PEC que muda eleição de procurador geral é aprovada

A Comissão de Constituição e Justiça da Câmara aprovou, na quinta-feira (3/5), a Proposta de Emenda à Constituição (PEC) 189/2007, do deputado Francisco Praciano (PT-AM), que modifica a forma de escolha dos procuradores-gerais de Justiça dos estados e do Distrito Federal. A matéria só foi aprovada na CCJ por causa da solicitação de inversão de pauta feita pelo deputado Alessandro Molon (PT-RJ). Agora, a PEC aguarda a criação e instalação de Comissão Especial onde será discutido o mérito da matéria.

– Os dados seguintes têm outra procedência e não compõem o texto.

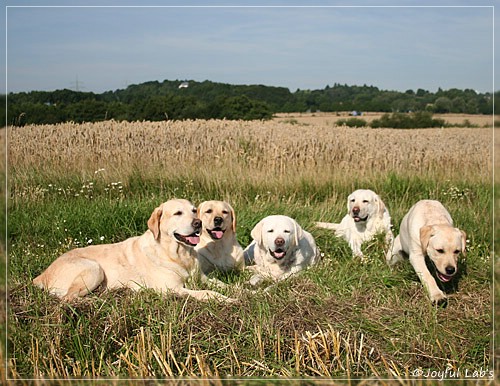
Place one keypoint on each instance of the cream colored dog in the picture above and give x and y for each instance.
(163, 258)
(427, 230)
(366, 217)
(218, 248)
(280, 248)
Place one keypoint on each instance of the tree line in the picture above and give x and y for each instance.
(178, 100)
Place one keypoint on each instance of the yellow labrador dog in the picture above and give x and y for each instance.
(366, 217)
(163, 258)
(427, 230)
(218, 248)
(280, 248)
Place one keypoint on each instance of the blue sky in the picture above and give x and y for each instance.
(394, 45)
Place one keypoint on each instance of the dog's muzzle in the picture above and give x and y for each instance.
(278, 254)
(217, 233)
(190, 240)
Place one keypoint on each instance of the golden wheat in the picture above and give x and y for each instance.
(248, 150)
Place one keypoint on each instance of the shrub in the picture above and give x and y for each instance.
(420, 119)
(352, 122)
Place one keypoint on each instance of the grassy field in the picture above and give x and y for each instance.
(73, 185)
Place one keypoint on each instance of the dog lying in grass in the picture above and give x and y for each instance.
(218, 248)
(163, 259)
(366, 217)
(280, 248)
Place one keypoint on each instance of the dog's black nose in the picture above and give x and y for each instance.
(280, 241)
(196, 223)
(450, 270)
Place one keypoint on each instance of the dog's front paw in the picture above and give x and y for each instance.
(255, 280)
(438, 297)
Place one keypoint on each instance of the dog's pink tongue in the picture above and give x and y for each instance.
(193, 239)
(218, 234)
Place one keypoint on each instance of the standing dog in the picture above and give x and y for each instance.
(427, 230)
(280, 248)
(218, 248)
(366, 216)
(163, 258)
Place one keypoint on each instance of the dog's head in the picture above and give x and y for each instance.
(443, 244)
(362, 204)
(278, 235)
(218, 218)
(176, 219)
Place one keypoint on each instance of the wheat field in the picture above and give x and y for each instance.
(249, 150)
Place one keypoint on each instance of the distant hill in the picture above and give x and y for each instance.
(181, 99)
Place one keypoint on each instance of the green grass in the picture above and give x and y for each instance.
(342, 318)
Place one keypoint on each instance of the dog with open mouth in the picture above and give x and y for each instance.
(218, 248)
(280, 248)
(427, 231)
(163, 258)
(366, 217)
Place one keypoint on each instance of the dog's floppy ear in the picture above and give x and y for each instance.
(256, 232)
(425, 235)
(154, 222)
(233, 217)
(381, 205)
(464, 240)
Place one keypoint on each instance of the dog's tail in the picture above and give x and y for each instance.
(327, 225)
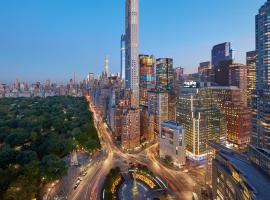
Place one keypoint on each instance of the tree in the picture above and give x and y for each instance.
(21, 189)
(32, 171)
(25, 157)
(7, 157)
(53, 168)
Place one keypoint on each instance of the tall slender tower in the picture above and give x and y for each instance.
(123, 57)
(260, 139)
(131, 45)
(106, 65)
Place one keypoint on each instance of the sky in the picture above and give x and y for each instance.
(52, 39)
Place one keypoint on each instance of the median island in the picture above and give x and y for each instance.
(36, 135)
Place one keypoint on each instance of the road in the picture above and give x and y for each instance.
(179, 183)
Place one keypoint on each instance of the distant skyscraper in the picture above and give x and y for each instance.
(261, 106)
(198, 112)
(123, 57)
(221, 52)
(130, 137)
(131, 45)
(178, 73)
(147, 77)
(158, 107)
(238, 117)
(164, 73)
(172, 142)
(205, 72)
(221, 72)
(251, 74)
(106, 65)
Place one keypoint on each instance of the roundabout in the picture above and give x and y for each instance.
(138, 183)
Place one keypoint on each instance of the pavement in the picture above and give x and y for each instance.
(180, 184)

Segundo a proposta, os integrantes do Ministério Público nos estados e no DF indicarão apenas um nome, cuja escolha deverá ser aprovada por maioria absoluta das assembleias legislativas antes da nomeação pelo governador ou pelo presidente da República. Ainda pelo texto da PEC, o mandato do procurador-geral continuará sendo de dois anos, permitida apenas uma recondução.

Atualmente, os membros dos MPs estaduais e do DF elegem uma lista tríplice para a escolha do procurador-geral. A lista é submetida ao governador, ou ao presidente da República, no caso do MPDFT, que escolhe um dos três nomes.

Sobre o mesmo assunto, tramita no Senado a PEC 31/2009, que institui a eleição direta para a escolha dos Procuradores-Gerais de Justiça dos estados e do Distrito Federal. A matéria foi apresentada pelo ex-senador Expedito Junior (PR-RO) a pedido da Associação Nacional dos Membros do Ministério Público (Conamp).

A proposta dá nova redação ao parágrafo 3º, do artigo 128, da Constituição, determinando que o chefe do Executivo deverá nomear para procurador-geral de Justiça o candidato mais votado na lista tríplice. Essa PEC já foi aprovada pela CCJ do Senado e aguarda votação em plenário, em dois turnos, para então seguir para apreciação da Câmara. Com informações da assessoria de imprensa da Conamp.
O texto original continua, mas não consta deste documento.